Li: There’s one method which could solve many of China’s problems: openness of information, public participation and holding officials to account. Currently we can’t yet hold officials to account, so how can we talk about doing so on a ‘lifetime’ basis? It’s all very well to talk about it, but the ruling party has to actually do it. 
CD: The final text specifies the need to “Establish and perfect an environmental protection and management system for the strict supervision of all emission of pollutants, to independently carry out environmental supervision and administrative enforcement”.

How should we understand the words “all” and “independent”?
Li: If we look at “all”, first, this means a supervision system which treats all polluters equally – equal monitoring, equal publication of data, equal chances for victims of pollution to sue and be compensated, equal rights to protest pollution, equal use of sanctions such as business closures. Everyone is equal in front of the law, and there should be no unequal treatment for any reason.

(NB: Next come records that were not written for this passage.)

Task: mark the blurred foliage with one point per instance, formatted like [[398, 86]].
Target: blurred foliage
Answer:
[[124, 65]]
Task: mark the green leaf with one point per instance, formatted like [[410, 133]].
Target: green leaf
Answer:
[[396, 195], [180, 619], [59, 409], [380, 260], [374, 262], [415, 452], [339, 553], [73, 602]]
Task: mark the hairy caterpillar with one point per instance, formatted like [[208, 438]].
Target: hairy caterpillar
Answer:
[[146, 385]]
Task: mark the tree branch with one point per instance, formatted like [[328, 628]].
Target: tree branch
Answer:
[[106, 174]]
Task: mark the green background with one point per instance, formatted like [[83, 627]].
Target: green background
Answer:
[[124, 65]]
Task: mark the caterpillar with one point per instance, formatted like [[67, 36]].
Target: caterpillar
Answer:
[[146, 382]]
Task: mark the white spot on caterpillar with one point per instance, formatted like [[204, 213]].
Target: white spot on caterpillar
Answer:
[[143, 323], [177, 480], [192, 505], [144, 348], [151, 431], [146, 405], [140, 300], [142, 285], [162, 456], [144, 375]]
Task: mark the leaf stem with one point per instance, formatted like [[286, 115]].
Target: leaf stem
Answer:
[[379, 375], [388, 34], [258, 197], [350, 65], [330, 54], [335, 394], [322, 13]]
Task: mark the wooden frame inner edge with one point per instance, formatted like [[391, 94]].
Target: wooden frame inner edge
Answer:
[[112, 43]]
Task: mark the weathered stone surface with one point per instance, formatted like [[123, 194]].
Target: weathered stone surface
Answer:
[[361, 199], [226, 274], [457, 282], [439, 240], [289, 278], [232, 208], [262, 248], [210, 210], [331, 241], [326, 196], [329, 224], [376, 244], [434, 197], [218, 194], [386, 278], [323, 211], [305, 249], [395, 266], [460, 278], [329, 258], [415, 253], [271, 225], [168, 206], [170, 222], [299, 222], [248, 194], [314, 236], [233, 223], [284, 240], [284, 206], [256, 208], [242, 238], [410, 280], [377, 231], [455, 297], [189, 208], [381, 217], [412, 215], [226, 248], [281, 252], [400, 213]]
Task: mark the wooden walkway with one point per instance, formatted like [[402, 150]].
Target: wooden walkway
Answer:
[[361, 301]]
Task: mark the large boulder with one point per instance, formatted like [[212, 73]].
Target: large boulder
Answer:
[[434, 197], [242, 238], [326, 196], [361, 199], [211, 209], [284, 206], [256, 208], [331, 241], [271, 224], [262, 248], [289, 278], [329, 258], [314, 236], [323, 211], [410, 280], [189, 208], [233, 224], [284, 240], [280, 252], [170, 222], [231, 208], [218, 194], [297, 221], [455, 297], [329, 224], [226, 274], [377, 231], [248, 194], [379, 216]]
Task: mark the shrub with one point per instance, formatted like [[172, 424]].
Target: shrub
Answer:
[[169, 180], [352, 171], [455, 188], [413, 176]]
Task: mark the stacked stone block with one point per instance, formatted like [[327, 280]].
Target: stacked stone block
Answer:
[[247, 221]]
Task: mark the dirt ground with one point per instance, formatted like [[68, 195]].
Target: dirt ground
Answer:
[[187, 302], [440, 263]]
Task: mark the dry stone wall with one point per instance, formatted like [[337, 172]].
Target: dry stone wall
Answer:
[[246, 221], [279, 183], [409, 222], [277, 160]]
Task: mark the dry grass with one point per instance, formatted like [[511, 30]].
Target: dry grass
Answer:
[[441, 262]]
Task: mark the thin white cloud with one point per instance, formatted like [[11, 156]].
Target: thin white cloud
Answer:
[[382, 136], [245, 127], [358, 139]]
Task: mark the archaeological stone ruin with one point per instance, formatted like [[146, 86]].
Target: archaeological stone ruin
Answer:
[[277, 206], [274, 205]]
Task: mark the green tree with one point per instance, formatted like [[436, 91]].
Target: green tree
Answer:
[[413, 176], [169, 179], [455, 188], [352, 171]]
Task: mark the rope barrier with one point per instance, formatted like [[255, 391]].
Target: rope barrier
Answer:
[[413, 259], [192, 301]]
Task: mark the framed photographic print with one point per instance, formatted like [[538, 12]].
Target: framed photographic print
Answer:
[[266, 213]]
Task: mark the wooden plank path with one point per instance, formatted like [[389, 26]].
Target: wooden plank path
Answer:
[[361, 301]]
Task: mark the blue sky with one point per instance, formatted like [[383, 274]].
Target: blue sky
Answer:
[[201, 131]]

Second, all pollutants that damage health or the environment should be covered, regardless of whether or not they are currently on monitoring lists. New pollutants should be dealt with as they are identified, not ignored and allowed to cause damage as they are not on the list. Monitoring standards should be produced as quickly as possible and the pollutant added to the list. 
As for “independent”, it can’t be done. China’s national circumstances are that the ruling party “assumes all responsibility” (as in the Communiqué of the Third Plenum), so there can be no independence.